About me

I am a PhD candidate at the Center for Computational Molecular Biology at Brown University, advised by Dr. Lorin Crawford and Dr. Jeffrey Bailey. My work sits at the intersection of machine learning, Bayesian statistics, and translational biology.

My research focuses on a single through-line: how do we build AI systems that extract reliable, interpretable signal from the messy, heterogeneous biological data that actually exists in the real world? That means genomic surveillance data with sparse sampling, multi-omics cohorts with missing modalities, and clinical datasets with confounded outcomes.

I work closely with domain experts such as biologists, clinicians, and public health scientists to ensure that models don’t just perform well in silico, but directly improve how decisions are made in biotechnology, pharmaceutical research, and public-health settings.

During the summer 2025 I was a Research Intern at Microsoft Research New England. Currently, I am a Visiting PhD Researcher at Oxford University and Imperial College London, and will be a Computational Biology Intern at Takeda Pharmaceutical (Jun–Aug 2026). I am a Frontera Computational Science Fellowship Fellow 2025-2026 (Texas Advanced Computing Center). My work has been cited in the WHO World Malaria Report 2025.

Research Interests

  • Interpretable ML
  • Generative models
  • Biomarker discovery
  • Drug discovery
  • Multi-omics integration
  • Clinical decision-making
  • Translational AI
  • Precision medicine
  • Infectious disease

Mentors

I have over seven years of research training, advised by:


Key research projects

Transformer-Based Generative Model for Population Genetic Inference

A forward-time generative simulator and transformer-based deep learning model for simulation-based inference of population genetic dynamics. Generates large-scale synthetic biological sequence trajectories under realistic evolutionary dynamics, enabling downstream ML inference without explicit likelihoods. A novel framework applicable to genomic and protein sequence modeling.

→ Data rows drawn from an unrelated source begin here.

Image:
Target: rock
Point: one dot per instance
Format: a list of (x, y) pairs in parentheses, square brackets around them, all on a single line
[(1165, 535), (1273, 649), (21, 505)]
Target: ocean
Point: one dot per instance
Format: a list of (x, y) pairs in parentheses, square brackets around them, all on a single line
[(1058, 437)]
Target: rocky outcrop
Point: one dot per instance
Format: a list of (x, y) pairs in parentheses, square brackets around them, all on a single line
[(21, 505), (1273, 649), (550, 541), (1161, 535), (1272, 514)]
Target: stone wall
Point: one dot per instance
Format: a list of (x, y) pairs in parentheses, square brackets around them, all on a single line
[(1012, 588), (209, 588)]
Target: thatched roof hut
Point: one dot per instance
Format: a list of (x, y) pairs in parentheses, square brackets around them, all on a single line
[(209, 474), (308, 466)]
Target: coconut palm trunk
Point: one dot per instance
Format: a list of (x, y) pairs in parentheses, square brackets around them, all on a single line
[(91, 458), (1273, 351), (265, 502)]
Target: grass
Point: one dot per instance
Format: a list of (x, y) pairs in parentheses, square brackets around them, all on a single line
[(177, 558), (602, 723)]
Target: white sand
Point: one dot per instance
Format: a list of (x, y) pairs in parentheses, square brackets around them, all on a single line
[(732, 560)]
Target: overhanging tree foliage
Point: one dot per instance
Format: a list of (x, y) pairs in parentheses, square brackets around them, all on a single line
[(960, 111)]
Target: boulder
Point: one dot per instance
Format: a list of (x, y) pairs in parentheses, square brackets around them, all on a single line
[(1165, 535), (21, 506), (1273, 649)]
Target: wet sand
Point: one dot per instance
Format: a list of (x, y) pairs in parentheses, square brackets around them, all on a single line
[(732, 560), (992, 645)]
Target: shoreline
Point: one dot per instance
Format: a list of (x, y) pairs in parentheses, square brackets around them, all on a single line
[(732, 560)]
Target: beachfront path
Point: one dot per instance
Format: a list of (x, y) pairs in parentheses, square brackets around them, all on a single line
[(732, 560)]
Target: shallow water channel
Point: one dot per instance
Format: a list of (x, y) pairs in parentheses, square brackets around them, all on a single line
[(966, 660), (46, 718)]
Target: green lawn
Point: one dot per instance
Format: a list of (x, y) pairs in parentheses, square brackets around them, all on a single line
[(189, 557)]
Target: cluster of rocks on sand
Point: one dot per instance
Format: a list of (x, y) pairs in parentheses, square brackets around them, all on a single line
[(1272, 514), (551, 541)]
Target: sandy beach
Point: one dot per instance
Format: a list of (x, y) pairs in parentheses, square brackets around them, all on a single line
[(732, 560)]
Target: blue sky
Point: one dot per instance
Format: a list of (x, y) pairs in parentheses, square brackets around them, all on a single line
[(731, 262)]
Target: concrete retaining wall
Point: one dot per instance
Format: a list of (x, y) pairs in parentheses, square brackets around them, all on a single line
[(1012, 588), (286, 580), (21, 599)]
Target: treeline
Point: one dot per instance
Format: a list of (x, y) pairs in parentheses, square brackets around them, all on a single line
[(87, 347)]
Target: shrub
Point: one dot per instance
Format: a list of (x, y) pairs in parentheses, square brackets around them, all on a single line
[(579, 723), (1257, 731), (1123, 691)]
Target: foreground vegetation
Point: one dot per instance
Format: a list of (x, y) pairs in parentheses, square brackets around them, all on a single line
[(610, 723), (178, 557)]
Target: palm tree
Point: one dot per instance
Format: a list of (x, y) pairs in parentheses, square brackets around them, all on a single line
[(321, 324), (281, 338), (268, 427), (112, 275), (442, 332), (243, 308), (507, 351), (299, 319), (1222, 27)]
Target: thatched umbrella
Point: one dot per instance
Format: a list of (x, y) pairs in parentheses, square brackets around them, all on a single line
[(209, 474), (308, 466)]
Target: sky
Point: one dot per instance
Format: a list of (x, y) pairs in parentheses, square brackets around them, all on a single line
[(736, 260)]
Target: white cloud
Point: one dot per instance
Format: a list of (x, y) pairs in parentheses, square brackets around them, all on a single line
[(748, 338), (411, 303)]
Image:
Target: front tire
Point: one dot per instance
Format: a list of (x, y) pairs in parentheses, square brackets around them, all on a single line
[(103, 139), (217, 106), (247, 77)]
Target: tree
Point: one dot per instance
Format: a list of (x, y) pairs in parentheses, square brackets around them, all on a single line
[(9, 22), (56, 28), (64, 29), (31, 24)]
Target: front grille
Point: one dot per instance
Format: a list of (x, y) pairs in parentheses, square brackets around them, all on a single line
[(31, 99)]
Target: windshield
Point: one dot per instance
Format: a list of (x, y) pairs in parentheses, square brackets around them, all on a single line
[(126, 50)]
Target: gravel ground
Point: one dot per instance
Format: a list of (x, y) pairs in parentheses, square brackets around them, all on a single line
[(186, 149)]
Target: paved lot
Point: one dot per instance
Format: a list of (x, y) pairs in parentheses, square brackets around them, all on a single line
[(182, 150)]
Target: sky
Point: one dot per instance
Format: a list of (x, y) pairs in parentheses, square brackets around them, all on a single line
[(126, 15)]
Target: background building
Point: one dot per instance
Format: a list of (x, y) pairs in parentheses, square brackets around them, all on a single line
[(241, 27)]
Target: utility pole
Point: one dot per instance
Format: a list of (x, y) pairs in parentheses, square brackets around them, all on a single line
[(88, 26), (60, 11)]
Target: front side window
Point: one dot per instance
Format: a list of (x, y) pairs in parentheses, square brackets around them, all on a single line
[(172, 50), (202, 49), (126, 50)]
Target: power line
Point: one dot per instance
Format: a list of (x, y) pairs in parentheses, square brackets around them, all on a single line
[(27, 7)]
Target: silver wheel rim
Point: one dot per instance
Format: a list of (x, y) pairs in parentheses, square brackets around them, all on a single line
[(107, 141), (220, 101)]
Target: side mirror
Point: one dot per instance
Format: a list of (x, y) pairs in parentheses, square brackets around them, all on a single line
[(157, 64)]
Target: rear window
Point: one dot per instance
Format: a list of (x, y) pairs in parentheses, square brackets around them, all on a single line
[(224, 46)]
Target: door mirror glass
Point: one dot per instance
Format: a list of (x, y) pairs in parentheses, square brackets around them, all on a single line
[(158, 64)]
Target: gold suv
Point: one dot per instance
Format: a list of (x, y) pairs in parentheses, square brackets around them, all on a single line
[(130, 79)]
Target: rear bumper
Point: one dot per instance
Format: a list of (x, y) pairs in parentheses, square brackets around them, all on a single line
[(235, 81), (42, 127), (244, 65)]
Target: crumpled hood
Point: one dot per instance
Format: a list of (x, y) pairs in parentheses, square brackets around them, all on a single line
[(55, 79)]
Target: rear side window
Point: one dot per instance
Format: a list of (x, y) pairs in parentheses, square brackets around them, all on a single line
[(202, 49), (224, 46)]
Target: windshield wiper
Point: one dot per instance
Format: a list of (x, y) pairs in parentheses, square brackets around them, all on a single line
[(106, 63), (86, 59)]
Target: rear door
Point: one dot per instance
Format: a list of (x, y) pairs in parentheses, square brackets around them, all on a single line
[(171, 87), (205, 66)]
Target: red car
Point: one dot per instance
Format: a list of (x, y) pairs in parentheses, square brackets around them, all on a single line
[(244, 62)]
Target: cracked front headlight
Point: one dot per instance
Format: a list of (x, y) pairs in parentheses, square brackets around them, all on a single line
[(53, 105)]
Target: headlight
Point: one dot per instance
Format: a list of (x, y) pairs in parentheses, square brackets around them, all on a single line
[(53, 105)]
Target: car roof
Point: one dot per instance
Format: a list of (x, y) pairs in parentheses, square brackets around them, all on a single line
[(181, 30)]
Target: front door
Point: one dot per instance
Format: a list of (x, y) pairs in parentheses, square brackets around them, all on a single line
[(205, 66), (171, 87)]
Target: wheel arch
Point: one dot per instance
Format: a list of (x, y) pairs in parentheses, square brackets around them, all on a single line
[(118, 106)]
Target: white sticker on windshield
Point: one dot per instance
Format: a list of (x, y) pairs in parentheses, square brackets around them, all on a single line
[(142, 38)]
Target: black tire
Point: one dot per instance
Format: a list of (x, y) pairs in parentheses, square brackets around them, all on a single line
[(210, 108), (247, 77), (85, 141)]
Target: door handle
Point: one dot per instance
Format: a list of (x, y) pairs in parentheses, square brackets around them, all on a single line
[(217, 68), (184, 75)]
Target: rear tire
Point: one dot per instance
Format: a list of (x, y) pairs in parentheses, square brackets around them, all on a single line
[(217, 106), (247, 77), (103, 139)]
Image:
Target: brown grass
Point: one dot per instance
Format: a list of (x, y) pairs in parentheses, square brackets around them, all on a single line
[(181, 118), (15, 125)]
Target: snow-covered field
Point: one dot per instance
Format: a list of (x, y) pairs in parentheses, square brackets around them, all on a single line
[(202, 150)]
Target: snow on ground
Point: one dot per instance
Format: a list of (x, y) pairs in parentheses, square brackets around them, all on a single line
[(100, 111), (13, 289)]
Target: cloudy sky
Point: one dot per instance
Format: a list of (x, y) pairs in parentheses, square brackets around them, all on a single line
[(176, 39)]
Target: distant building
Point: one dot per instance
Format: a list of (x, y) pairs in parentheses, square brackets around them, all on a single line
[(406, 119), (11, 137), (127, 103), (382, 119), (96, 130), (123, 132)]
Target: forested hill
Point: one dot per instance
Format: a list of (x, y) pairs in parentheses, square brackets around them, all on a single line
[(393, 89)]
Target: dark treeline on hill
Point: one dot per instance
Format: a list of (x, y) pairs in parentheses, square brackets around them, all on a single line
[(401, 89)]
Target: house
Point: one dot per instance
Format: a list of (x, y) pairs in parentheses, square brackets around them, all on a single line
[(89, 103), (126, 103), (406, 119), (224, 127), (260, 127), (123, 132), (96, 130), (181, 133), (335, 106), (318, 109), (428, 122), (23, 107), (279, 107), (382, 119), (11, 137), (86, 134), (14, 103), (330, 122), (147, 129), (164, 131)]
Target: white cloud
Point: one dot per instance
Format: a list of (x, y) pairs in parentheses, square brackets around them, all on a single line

Multimodal AI for Personalized Blood Biomarker Prediction

A multimodal generative framework that integrates genomic, clinical, and environmental data to predict blood biomarkers, moving beyond genetic determinism to provide quantitative, modality-level interpretability. Enables actionable insights into which data types drive disease-linked predictions, directly supporting personalized medicine pipelines.

Spatiotemporal Bayesian Model for Drug Resistance Surveillance

A Bayesian spatiotemporal ML framework that maps the continuous prevalence of antimalarial drug resistance mutations across Africa from sparse, heterogeneous genomic surveillance data. Provides calibrated uncertainty quantification for early hotspot detection, before clinical efficacy is lost, enabling proactive drug strategy decisions at scale.

PreprintCode.

Clinical Relevance of Toxicity Metrics in Drug Combination Models

Systematic evaluation of whether ML-driven synergy scores and toxicity metrics in cancer drug combination models reflect clinically observed adverse interactions. Integrated large-scale synergy datasets with curated clinical toxicity databases, revealing a critical gap: optimizing for synergy alone can inadvertently prioritize toxic combinations. Directly informs safer ML-guided drug discovery pipelines.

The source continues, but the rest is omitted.